Der Lehrbub bekommts langsam(sehr langsam ) fertig


----------



## frankweber (3. Mai 2011)

des ist seeeeehr pornös, der sattel ist echt puffplüsch- geilomat


----------



## c_w (3. Mai 2011)

Genau, immer zuerst die Pedale anschrauben, damit man sich die Pins ordentlich irgendwo hinrammen kann!


----------



## Ge!st (3. Mai 2011)

@c_w

Das musste ich auch erst auf die schmerzhafte Art lernen *AuaAua*, seit dem werden die Pedale bei einem Aufbau oder Umbau als Letztes angeschraubt.

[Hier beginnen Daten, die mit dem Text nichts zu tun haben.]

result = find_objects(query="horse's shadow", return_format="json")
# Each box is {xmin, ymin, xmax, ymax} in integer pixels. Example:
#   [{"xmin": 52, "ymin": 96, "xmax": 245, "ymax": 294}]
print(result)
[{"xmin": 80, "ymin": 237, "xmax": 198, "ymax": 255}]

/edit: Ich frage mich, wann der Erste einen Chefsessel auf´s Bike montieren lässt


----------



## frankweber (3. Mai 2011)

c_w schrieb:


> Genau, immer zuerst die Pedale anschrauben, damit man sich die Pins ordentlich irgendwo hinrammen kann!


 

deshalb geht der Aufbau so langsam von statten, weil er immer am Pedal ne Kurve ums bike laufen muss

ende gut alles gut


----------



## MTB-News.de




----------



## guru39 (3. Mai 2011)

Die Pedale haben wir nur für´s Foddo montiert  und es kam niemand zu Schaden


----------



## habbadu (3. Mai 2011)

guru39 schrieb:


> Die Pedale haben wir nur für´s Foddo montiert  und es kam niemand zu Schaden



...och, manche mögen's auch mal hart

Mein Gott ist das eine Kiste Die blingt selbst im Darkroom


----------



## c_w (3. Mai 2011)

Ich dachte, das wäre eine Azubi-Lerneinheit: "autsch!"


----------



## Kontragonist (3. Mai 2011)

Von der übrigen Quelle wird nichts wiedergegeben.